Nearly one in ten self-assessment taxpayers look set to miss today's deadline for paying HM Revenue & Customs, triggering fines of around £418 million.
An estimated 890,000 people who have to fill out a self-assessment tax return are expected either to get the form in late or make a mistake in calculating how much tax they owe, according to IFA Promotion.
The group, which supports the work of independent financial advisers, expects the figure to be slightly higher than the estimated 879,000 people who failed to make the deadline last year.
It claims people will be fined around £89 million for failing to return their form and the extra tax before the January 31 deadline, as well as paying £308 million in fines for miscalculations and £21 million in surcharges for unpaid tax from previous years.
The Revenue said around one million of the 9.5 million people who complete self-assessment tax returns failed to get their forms and the tax they owed in on time each year.
People who fail to meet the deadline face an automatic £100 fine, as well as having to pay interest on the tax they owe at 6.5 per cent.

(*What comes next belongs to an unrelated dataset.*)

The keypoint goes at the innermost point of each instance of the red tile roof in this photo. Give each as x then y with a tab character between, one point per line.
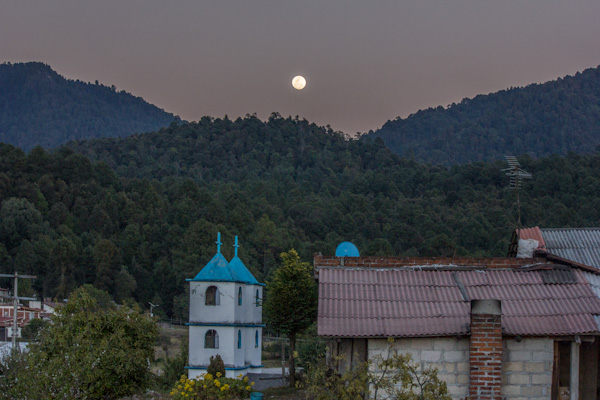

If they have still not submitted their forms and tax six months later they will receive another £100 fine, while persistent offenders can face a fine of up to £60 a day.
Last year the Revenue started sending out shortened tax return forms of just four pages to people with simple affairs. These forms are designed to be completed by September 30 so that the Revenue calculates how much tax people owe.
A Revenue spokeswoman said: "This is the tenth year of self-assessment and the date shouldn't be a surprise.
"If you do miss it you do get a penalty and have to pay interest on any tax not paid."
David Elms, chief executive at IFA promotion, said: "To see that more money is set to be gifted to the taxman this year through fines for late returns and miscalculations is disappointing as it is entirely unnecessary."